= Sharp Mountain =

Ridgeline of the Appalachians in east central Pennsylvania

Sharp Mountain or Sharp Ridge (historically also spelled Sharpe) in eastern central Pennsylvania in the United States is a ridgeline (fold) of the Ridge-and-Valley Appalachians cut through on its east-side in the Tamaqua gap by the Little Schuylkill River which sunders it from the eastern extension of the ridgeline, the Nesquehoning Ridge. The ridgeline, located in the heart of Pennsylvania's anthracite Coal Region, drains to the Schuylkill River along its western slopes and into the Little Schuylkill River tributary of the Schuylkill River on its east.

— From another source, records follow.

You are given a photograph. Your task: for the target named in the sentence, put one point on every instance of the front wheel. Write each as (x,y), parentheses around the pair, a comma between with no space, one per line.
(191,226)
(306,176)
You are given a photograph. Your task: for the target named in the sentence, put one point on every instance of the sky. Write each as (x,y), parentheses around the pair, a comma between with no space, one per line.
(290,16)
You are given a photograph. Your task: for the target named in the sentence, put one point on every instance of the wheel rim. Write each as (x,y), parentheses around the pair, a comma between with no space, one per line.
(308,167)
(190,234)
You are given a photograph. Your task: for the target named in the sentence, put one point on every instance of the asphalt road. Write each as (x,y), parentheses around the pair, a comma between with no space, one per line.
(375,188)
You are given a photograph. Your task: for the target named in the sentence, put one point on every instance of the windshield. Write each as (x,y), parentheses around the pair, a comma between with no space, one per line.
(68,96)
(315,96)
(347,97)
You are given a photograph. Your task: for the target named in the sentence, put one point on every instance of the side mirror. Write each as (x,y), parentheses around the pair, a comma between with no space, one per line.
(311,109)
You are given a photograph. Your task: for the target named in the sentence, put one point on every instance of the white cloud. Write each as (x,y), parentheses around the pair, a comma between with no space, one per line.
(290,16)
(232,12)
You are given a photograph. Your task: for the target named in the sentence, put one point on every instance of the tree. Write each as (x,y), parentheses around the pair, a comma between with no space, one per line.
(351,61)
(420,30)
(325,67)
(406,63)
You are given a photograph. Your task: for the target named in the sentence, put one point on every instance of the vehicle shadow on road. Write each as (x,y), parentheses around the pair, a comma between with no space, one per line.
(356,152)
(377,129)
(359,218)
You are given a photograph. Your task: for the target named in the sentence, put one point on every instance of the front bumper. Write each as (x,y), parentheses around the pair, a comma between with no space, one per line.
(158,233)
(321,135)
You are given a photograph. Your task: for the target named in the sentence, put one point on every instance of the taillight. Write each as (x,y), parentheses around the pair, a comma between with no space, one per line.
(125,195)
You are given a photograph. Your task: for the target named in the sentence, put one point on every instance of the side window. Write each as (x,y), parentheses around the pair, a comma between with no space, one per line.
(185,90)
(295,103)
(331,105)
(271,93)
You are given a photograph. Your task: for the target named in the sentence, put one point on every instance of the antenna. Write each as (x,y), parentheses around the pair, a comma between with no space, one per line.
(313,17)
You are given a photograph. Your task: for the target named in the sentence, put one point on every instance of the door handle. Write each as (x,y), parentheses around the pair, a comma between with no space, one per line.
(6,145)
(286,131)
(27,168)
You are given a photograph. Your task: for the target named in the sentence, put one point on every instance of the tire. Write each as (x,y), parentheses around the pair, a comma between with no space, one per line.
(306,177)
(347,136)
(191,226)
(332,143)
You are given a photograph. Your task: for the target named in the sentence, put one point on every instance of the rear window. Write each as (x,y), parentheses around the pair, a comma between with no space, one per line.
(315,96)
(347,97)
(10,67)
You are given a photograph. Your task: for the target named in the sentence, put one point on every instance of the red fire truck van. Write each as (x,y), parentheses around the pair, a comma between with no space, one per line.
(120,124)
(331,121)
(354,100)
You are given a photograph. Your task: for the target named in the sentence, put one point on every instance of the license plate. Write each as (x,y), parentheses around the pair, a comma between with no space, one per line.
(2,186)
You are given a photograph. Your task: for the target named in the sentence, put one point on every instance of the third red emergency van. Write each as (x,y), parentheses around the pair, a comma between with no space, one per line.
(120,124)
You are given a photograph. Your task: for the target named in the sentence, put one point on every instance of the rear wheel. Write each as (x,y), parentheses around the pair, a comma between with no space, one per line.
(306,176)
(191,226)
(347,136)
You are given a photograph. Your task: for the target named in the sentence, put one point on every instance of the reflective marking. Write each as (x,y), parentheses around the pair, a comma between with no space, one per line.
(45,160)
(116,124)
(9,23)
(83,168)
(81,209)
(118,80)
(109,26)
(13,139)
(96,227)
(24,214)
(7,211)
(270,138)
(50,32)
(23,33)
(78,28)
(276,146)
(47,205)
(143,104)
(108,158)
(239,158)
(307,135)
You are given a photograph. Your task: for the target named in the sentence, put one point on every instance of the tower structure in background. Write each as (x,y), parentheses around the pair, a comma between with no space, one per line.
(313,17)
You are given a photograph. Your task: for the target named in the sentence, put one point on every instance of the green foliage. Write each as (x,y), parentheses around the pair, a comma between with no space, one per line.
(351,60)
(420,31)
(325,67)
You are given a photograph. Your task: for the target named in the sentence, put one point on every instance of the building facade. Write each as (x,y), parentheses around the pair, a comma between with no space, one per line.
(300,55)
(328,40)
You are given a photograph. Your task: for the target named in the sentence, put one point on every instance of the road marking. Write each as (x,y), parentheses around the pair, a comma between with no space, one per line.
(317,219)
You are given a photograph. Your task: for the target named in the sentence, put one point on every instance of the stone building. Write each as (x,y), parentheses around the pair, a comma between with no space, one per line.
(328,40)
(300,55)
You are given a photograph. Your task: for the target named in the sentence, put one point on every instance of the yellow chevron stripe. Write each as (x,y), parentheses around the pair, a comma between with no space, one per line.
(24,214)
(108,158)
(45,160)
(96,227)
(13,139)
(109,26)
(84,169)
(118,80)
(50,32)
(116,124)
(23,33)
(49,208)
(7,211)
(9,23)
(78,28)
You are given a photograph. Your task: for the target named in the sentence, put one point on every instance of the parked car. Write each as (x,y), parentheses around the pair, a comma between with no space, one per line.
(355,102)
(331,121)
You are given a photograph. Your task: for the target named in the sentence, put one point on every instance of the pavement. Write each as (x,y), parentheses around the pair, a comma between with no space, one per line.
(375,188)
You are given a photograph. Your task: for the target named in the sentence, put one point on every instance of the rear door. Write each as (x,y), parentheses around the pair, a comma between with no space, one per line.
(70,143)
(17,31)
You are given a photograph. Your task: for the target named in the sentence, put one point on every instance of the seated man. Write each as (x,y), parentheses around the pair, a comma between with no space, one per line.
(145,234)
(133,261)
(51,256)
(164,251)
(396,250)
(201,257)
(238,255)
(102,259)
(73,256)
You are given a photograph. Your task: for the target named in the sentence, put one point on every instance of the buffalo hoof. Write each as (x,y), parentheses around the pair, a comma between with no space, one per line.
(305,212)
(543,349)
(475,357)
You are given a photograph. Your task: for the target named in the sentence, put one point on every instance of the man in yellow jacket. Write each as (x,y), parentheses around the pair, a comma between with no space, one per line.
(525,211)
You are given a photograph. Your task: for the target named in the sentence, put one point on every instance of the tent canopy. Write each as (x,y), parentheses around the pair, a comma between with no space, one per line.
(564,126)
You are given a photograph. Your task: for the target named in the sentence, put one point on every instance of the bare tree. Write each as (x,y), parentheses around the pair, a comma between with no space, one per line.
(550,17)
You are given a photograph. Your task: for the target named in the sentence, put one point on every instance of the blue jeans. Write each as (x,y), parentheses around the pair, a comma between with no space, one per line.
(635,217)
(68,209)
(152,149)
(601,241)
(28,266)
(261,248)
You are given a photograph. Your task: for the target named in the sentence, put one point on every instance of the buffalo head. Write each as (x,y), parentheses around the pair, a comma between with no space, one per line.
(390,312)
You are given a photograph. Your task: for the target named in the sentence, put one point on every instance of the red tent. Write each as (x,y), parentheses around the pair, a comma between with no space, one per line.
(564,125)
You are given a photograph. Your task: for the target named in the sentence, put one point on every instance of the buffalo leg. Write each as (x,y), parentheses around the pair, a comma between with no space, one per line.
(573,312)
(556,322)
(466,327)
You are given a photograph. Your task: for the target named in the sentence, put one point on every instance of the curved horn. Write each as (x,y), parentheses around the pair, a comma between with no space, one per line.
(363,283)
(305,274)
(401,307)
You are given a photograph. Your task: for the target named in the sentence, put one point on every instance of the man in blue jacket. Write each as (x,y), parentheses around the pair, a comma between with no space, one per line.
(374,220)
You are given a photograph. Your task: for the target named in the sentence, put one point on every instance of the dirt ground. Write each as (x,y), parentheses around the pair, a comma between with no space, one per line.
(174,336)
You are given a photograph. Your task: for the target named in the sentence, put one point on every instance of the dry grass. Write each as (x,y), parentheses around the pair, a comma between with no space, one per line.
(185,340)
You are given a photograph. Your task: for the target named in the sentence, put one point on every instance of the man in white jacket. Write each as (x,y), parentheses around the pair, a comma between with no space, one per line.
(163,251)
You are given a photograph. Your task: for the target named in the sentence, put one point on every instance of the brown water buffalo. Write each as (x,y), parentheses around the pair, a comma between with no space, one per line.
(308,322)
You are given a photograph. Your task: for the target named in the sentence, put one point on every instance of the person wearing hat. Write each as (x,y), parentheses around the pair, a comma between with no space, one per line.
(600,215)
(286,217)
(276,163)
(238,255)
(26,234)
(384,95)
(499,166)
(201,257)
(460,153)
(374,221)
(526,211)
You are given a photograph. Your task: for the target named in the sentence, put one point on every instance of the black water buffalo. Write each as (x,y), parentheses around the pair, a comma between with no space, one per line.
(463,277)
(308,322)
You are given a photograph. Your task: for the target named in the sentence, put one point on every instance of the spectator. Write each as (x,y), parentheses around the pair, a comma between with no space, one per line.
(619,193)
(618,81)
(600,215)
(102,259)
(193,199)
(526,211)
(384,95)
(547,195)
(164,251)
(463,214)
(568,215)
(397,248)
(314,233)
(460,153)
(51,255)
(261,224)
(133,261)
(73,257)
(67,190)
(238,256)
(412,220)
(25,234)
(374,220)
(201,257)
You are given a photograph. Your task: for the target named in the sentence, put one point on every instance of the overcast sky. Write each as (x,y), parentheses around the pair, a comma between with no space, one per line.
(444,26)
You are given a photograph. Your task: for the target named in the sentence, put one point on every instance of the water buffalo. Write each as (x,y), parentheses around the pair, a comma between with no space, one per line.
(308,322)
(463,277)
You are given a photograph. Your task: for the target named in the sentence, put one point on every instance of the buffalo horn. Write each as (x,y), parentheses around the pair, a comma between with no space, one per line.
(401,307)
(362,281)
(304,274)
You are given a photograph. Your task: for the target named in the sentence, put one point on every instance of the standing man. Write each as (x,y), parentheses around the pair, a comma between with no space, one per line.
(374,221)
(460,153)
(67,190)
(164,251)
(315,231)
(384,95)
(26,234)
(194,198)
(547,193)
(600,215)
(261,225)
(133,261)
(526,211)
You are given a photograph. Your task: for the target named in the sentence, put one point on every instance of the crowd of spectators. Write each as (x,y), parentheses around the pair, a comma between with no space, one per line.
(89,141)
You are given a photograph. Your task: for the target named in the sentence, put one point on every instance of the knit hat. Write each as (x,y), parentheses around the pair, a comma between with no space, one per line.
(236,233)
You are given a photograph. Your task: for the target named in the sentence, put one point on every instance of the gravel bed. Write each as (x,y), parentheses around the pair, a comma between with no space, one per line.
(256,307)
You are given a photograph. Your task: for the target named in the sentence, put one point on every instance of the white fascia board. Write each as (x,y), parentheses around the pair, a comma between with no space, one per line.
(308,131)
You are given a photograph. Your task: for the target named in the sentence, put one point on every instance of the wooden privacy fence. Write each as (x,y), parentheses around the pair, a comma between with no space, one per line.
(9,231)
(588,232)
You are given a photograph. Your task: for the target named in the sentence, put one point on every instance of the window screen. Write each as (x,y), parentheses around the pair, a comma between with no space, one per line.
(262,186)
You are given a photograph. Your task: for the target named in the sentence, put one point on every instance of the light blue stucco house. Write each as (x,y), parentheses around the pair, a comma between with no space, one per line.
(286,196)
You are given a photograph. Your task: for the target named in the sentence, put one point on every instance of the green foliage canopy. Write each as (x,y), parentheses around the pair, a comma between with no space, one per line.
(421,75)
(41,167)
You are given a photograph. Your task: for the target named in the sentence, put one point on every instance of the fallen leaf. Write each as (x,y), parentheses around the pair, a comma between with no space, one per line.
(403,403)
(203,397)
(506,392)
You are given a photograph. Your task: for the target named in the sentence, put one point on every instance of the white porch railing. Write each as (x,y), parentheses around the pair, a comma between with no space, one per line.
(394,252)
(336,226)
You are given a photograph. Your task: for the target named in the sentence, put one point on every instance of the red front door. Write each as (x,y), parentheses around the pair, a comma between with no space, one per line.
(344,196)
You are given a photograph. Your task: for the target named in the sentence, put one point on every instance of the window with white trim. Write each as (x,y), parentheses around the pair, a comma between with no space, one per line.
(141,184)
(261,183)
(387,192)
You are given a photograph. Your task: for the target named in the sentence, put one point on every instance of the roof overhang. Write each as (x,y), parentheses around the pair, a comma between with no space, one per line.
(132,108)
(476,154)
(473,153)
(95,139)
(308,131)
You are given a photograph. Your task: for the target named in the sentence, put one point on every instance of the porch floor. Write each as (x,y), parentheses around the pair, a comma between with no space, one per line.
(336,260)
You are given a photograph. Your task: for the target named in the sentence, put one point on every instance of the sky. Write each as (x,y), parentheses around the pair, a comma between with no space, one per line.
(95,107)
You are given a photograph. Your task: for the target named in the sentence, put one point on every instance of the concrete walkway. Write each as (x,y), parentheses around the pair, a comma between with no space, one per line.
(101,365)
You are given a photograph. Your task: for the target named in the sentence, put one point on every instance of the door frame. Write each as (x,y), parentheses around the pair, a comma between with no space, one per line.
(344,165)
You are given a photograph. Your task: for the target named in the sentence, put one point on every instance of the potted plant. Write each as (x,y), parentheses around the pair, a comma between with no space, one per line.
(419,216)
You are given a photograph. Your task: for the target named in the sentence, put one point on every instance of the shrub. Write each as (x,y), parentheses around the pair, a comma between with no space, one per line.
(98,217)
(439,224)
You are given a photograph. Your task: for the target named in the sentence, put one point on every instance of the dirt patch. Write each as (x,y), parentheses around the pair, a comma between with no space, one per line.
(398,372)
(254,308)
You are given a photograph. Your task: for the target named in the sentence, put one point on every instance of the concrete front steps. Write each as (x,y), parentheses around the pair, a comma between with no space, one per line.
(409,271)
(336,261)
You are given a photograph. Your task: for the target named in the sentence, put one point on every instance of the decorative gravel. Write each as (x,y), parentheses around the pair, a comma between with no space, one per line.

The heavily forested, relatively steep slopes of the Sharp and Nesquehoning Mountains characterize the landscapes within Pennsylvania's Anthracite Upland. Sharp Mountain is reported as the first locale where the coal of the region was discovered by a man hunting in 1788. When another hunter found and reported anthracite five to six miles to the east of Tamaqua in what ultimately became Summit Hill, the Lehigh Coal Mining Company was formed in 1792 and began exploiting these finds.

Large areas in the valley to the northwest have been disturbed by coal mining-related activities. Much of the runoff from strip mines is retained in abandoned pits and therefore lesser amounts of surface runoff is discharged into the local creeks.